Genes are introduced into plant cells in in vitro culture using biological vectors (plasmid Ti of Agrobacterium tumefaciens), physical methods such as electroporation or gun driving gene incorporated into microspheres colloidal gold (biolistic transformation), or chemical methods facilitators penetration of genes dealing with polyethylene glycol and calcium chloride. Of these, the most used is the biological vector, using the Ti plasmid of A. tumefaciens, containing the genes required for gene transfer and also the necessary elements for the inserted gene is expressed: promoter sequence, the gene inserted and the terminal sequence (terminator) to form what is called a "cassette" gene. The most commonly used promoter sequence is called cytopathogenic virus CaMV35S derived from "cauliflower mosaic virus" and the NOS terminator of the Ti plasmid of A. tumefaciens. For this reason, the CaMV35S promoter (abbreviated p35S), and the NOS terminator are usually investigated sequences when it is desired to know the presence of a transgene. It is also possible to investigate the presence of the inserted specific genes. Plants in which the use of transgenic has spread are maize and soybean, which turn their derivatives are incorporated in many foods. However, there are many other transgenic plants.

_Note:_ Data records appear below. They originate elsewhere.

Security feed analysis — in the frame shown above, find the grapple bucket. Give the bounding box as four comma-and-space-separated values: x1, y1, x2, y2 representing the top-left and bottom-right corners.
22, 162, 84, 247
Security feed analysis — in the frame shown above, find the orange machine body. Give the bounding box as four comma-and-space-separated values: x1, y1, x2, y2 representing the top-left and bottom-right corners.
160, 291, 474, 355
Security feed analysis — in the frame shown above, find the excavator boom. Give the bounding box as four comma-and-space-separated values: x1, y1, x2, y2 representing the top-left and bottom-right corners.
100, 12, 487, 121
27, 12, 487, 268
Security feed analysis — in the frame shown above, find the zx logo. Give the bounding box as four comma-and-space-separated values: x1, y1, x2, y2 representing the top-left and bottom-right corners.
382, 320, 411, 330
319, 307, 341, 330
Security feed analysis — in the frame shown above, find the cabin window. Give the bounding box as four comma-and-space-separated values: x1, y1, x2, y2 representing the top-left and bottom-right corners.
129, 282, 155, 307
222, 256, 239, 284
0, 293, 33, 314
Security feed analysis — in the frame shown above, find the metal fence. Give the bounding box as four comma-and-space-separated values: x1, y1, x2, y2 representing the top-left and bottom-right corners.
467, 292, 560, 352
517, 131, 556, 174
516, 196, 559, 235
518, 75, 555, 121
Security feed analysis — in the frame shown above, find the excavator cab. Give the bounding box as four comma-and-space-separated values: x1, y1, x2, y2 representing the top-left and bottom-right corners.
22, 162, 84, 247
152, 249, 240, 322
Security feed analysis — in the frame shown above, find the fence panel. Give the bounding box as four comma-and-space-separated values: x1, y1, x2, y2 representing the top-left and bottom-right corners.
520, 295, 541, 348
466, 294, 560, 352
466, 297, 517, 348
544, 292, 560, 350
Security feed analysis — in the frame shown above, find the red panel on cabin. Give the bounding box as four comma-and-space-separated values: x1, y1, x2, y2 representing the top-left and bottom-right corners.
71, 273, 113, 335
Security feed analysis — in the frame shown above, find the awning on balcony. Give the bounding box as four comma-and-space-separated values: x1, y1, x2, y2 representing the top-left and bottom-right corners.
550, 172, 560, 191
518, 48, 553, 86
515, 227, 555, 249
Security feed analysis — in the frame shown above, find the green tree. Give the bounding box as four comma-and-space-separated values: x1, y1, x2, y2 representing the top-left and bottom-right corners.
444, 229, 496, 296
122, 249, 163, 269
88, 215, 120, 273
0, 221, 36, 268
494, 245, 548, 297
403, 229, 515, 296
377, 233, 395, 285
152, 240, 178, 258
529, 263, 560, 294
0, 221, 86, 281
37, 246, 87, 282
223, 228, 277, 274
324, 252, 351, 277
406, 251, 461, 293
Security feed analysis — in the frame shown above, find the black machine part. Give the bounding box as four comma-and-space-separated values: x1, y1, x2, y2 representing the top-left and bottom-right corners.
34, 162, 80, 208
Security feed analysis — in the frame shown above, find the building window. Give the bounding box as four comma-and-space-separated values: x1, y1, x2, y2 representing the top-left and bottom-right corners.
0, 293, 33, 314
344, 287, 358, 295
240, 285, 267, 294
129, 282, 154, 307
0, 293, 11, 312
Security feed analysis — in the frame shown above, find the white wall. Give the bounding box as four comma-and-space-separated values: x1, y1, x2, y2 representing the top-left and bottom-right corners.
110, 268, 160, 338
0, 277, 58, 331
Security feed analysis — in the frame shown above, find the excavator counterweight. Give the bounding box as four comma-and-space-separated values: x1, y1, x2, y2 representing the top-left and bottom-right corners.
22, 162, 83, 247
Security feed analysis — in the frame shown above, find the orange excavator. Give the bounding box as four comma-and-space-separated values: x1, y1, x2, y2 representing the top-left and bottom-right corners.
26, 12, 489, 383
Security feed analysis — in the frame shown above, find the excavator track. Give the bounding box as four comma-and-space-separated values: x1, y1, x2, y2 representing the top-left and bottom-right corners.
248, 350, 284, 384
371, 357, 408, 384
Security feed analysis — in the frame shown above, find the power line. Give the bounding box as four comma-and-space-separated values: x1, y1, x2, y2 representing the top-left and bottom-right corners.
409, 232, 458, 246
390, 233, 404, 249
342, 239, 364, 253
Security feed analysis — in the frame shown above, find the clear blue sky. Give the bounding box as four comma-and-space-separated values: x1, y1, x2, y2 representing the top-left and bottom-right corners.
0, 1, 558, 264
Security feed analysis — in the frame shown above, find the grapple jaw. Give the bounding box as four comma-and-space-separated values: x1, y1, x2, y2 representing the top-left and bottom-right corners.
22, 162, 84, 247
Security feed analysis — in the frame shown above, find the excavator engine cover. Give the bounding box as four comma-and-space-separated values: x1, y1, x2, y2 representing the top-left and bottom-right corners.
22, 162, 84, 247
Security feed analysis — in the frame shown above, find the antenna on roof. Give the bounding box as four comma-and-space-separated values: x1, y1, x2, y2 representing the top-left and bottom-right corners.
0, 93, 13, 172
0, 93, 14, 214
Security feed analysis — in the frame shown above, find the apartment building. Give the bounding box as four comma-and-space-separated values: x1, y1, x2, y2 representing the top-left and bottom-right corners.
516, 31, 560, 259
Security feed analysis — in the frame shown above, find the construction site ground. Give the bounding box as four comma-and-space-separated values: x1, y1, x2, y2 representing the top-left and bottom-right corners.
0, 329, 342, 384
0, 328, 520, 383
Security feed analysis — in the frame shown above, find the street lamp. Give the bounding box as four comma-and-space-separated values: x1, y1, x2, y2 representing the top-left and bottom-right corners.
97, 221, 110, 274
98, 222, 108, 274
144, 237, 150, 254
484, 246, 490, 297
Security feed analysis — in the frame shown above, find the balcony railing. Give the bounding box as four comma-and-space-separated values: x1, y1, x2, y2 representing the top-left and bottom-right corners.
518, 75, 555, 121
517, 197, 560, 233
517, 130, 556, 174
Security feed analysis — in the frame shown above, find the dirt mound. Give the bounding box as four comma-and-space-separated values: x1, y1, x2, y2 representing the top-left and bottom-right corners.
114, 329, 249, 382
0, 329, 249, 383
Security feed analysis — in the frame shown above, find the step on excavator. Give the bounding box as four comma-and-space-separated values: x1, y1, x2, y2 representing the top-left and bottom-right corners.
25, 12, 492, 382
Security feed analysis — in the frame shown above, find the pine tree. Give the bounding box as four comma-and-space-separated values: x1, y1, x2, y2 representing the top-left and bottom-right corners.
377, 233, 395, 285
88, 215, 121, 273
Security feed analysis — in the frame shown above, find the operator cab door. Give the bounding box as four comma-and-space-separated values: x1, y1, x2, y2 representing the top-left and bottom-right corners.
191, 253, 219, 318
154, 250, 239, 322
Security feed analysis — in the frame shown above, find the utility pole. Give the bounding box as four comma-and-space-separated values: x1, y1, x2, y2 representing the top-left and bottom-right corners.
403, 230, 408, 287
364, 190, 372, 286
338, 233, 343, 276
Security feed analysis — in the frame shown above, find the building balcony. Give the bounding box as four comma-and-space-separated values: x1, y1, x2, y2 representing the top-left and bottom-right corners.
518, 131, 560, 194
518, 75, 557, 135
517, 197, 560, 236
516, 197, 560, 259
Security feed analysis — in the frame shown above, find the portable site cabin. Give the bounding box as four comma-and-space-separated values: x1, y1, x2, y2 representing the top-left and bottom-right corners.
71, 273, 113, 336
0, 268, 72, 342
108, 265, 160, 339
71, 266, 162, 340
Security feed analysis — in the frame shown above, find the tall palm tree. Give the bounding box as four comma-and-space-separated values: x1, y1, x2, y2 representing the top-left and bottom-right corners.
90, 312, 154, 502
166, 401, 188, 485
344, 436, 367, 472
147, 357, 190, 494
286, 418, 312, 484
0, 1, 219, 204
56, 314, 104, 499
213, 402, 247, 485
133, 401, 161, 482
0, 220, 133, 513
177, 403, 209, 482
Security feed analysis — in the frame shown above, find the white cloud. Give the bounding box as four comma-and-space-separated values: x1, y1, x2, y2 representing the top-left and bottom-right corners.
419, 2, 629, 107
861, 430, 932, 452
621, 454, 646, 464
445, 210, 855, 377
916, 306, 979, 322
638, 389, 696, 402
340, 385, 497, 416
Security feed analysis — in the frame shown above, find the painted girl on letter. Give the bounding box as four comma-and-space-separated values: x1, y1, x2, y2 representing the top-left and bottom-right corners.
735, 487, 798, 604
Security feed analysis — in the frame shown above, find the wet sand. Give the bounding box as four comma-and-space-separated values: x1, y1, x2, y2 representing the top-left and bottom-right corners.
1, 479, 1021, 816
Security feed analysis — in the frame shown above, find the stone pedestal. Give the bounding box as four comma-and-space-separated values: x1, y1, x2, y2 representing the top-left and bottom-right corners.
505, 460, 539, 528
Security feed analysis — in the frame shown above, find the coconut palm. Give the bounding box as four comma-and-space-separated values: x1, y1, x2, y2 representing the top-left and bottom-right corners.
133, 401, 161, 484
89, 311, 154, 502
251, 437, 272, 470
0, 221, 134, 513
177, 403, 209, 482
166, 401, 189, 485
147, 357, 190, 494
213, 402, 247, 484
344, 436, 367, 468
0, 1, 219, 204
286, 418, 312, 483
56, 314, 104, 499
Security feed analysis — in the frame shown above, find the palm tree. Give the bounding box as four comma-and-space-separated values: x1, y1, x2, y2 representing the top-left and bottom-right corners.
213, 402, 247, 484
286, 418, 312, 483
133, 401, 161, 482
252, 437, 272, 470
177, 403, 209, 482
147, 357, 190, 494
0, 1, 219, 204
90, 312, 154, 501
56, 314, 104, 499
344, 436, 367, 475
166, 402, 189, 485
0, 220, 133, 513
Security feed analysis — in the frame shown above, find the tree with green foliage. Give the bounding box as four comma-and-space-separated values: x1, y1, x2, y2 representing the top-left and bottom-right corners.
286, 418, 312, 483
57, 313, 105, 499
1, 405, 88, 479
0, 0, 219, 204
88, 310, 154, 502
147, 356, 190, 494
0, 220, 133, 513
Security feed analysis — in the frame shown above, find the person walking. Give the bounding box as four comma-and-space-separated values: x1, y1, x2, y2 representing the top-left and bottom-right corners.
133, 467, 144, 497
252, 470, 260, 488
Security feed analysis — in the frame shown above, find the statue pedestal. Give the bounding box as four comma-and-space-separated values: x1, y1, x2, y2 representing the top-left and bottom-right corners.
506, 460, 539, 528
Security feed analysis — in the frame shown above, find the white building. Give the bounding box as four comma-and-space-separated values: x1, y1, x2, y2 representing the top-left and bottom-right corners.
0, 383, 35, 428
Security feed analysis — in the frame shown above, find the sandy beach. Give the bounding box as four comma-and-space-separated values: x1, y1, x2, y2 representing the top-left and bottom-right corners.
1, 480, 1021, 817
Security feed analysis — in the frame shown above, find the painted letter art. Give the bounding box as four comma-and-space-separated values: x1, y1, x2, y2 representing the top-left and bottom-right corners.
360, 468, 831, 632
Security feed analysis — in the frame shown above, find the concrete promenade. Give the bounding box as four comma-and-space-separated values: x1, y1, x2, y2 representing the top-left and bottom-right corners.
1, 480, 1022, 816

To detect plant organisms genetically or transgenic modified, can be investigated by a PCR test (Polymerase Chain Reaction) the presence of promoter, terminator, and / or inserted genes (transgenes) or detect the protein produced by the gene inserted by a method of enzyme immunoassay (ELISA). The primary advantage of molecular method (PCR) is that the result is not affected by the treatment that may have undergone food, but can not be performed in all laboratories. The advantage of ELISA is that method is more affordable to any laboratory, but the results may be affected by treatment has undergone food.